To illustrate ‘people’ relations, I’ll draw from my days as a swim instructor. I was trying to teach an adult (who from his fear of the water had presumably never been swimming before), the dynamics and technical aspects of swimming. I was hoping to prove to him that as long as he did certain things, he would be fine and at least float. In talking with any non-swimmer, don’t be surprised that this knowledge comes as absolutely no reassurance to them. My ‘client,’ though he had mastered the breathing and the technique during his first lesson, had to be reassured. In fact, no significant progress had been made beyond that first day. What was missing?

The problem was that even though he knew what his ability was in the water, he didn’t quite know whether to trust me in case something went wrong. He had every right to feel that way because I had yet to relate to him as a person. I realized I had spent one lesson too many on the statistics of swimming and needed to be investing my time in getting to know him to learn why he was afraid to let go of the edge.

We scratched the water time for the day and instead sat by the pool. Imagine my surprise when he shared with me that a negative experience in the water as a child: he had been so bothered by the water in his eyes and the irritation that followed because of the chlorine, that he never wanted to open his eyes underwater again.

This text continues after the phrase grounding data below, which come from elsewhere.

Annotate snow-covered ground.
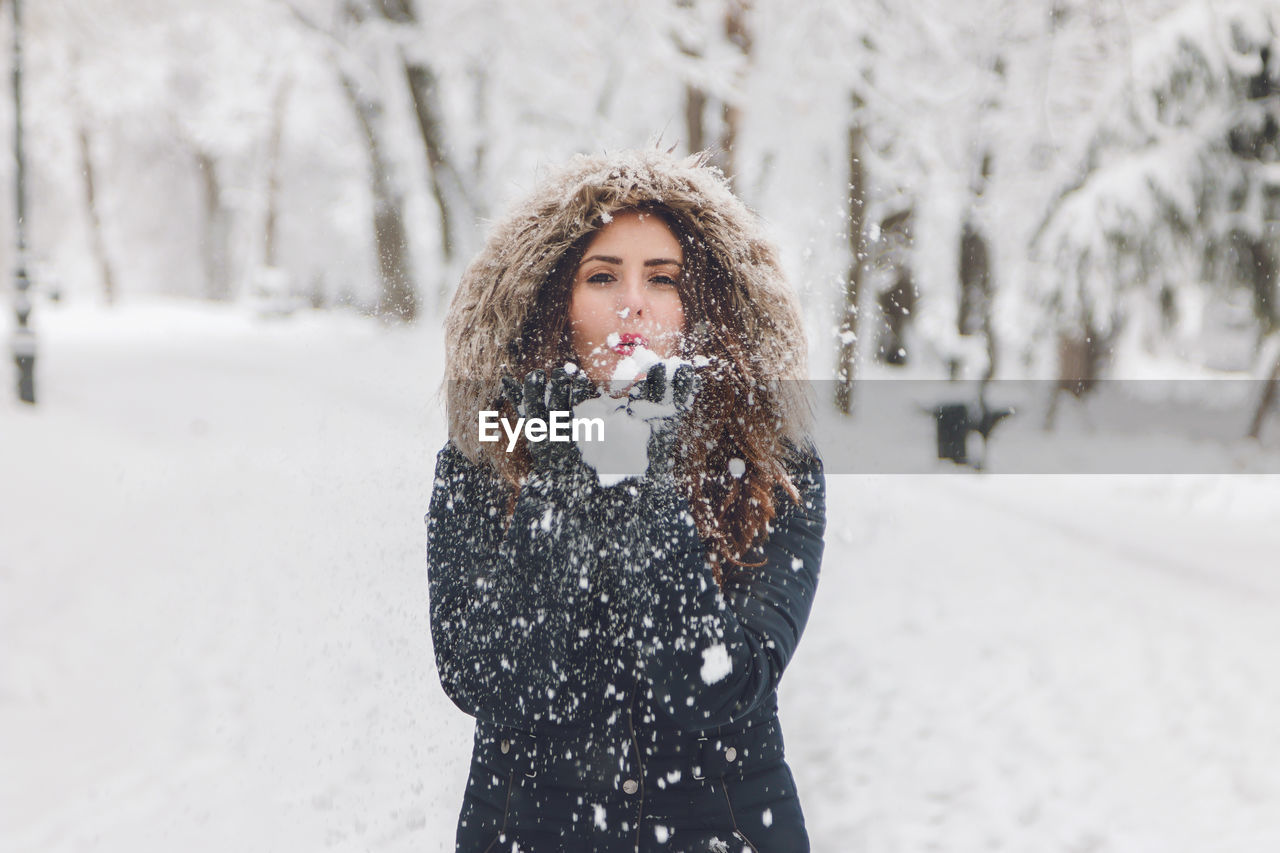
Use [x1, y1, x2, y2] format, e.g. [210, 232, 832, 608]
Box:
[3, 301, 1279, 852]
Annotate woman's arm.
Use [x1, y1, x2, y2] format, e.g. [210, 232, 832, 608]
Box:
[616, 451, 827, 730]
[427, 442, 627, 729]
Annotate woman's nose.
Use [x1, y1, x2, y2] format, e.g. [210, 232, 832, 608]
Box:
[618, 272, 646, 315]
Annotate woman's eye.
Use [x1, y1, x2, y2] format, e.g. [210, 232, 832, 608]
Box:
[650, 275, 678, 286]
[586, 272, 614, 284]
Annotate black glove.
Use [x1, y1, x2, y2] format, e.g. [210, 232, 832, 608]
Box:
[500, 366, 597, 473]
[627, 361, 701, 485]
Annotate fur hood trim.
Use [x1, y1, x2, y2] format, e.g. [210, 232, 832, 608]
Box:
[443, 148, 811, 464]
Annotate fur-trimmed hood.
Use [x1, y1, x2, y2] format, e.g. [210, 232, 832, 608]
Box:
[444, 149, 810, 464]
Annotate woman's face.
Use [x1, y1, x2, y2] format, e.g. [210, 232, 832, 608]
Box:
[567, 210, 686, 385]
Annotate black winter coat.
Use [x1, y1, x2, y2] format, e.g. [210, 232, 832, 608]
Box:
[427, 441, 826, 852]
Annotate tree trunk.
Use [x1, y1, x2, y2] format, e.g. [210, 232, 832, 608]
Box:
[983, 294, 1001, 381]
[1249, 238, 1277, 335]
[197, 149, 232, 301]
[286, 0, 419, 320]
[835, 106, 867, 416]
[1248, 340, 1280, 439]
[876, 270, 915, 366]
[959, 219, 1000, 379]
[404, 59, 459, 269]
[718, 103, 741, 180]
[1045, 318, 1119, 429]
[262, 75, 292, 270]
[960, 152, 998, 380]
[469, 64, 489, 196]
[685, 84, 708, 154]
[78, 123, 117, 305]
[337, 72, 417, 322]
[674, 0, 708, 155]
[957, 221, 989, 337]
[715, 0, 752, 180]
[405, 57, 485, 309]
[375, 0, 474, 309]
[676, 0, 751, 174]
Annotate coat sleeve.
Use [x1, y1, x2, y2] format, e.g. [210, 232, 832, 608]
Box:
[426, 442, 626, 729]
[620, 450, 827, 729]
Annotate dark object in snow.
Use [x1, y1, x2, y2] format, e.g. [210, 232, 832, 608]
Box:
[931, 397, 1015, 469]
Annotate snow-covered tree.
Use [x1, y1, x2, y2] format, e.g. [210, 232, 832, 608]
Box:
[1033, 1, 1280, 381]
[769, 0, 1068, 406]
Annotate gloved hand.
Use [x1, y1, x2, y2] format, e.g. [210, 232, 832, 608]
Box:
[500, 366, 597, 473]
[627, 361, 702, 485]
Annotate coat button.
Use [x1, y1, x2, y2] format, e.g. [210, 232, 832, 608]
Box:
[622, 779, 639, 795]
[500, 739, 510, 754]
[724, 746, 737, 762]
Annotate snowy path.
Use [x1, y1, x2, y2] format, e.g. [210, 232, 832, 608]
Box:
[788, 473, 1280, 852]
[3, 303, 1278, 852]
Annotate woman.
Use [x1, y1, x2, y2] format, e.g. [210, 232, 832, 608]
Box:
[429, 149, 826, 852]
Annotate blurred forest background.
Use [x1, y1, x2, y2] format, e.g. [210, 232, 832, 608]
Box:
[5, 0, 1280, 416]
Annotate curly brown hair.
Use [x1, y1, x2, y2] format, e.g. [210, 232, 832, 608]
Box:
[487, 202, 803, 586]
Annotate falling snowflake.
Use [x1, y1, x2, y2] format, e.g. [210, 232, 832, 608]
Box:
[700, 643, 732, 684]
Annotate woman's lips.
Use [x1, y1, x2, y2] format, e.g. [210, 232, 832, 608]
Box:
[612, 333, 648, 355]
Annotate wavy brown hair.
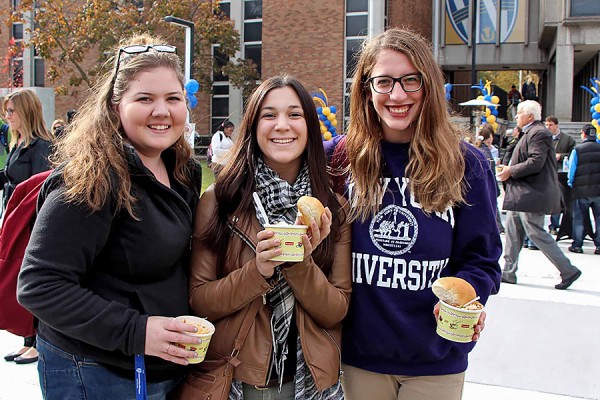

Now I understood - asking him to let go of the edge and put his eyes underwater, was like asking him to cross the street with his eyes closed. One pair of goggles later, he amazed me by swimming the length of the pool by himself.

It’s safe to say whenever I relate to a client, I approach it in such a way that I’m striving to earn their respect and show them that it matters to me that they’re a person, not a paycheck. I also learn to listen for when and for what they might need a ‘pair of goggles.’ Hopefully when they see that I’m relating to them as a person, they’ll let go of the wall and the real strokes can be made towards providing the solid pubic relations they deserve.

So the next time you pick up the phone to dial clients and find they have an extra minute in their day, try asking them how they’ve been before asking if the release you just sent is okay to go over the wire. You may be surprised – clients may just start relating back to you.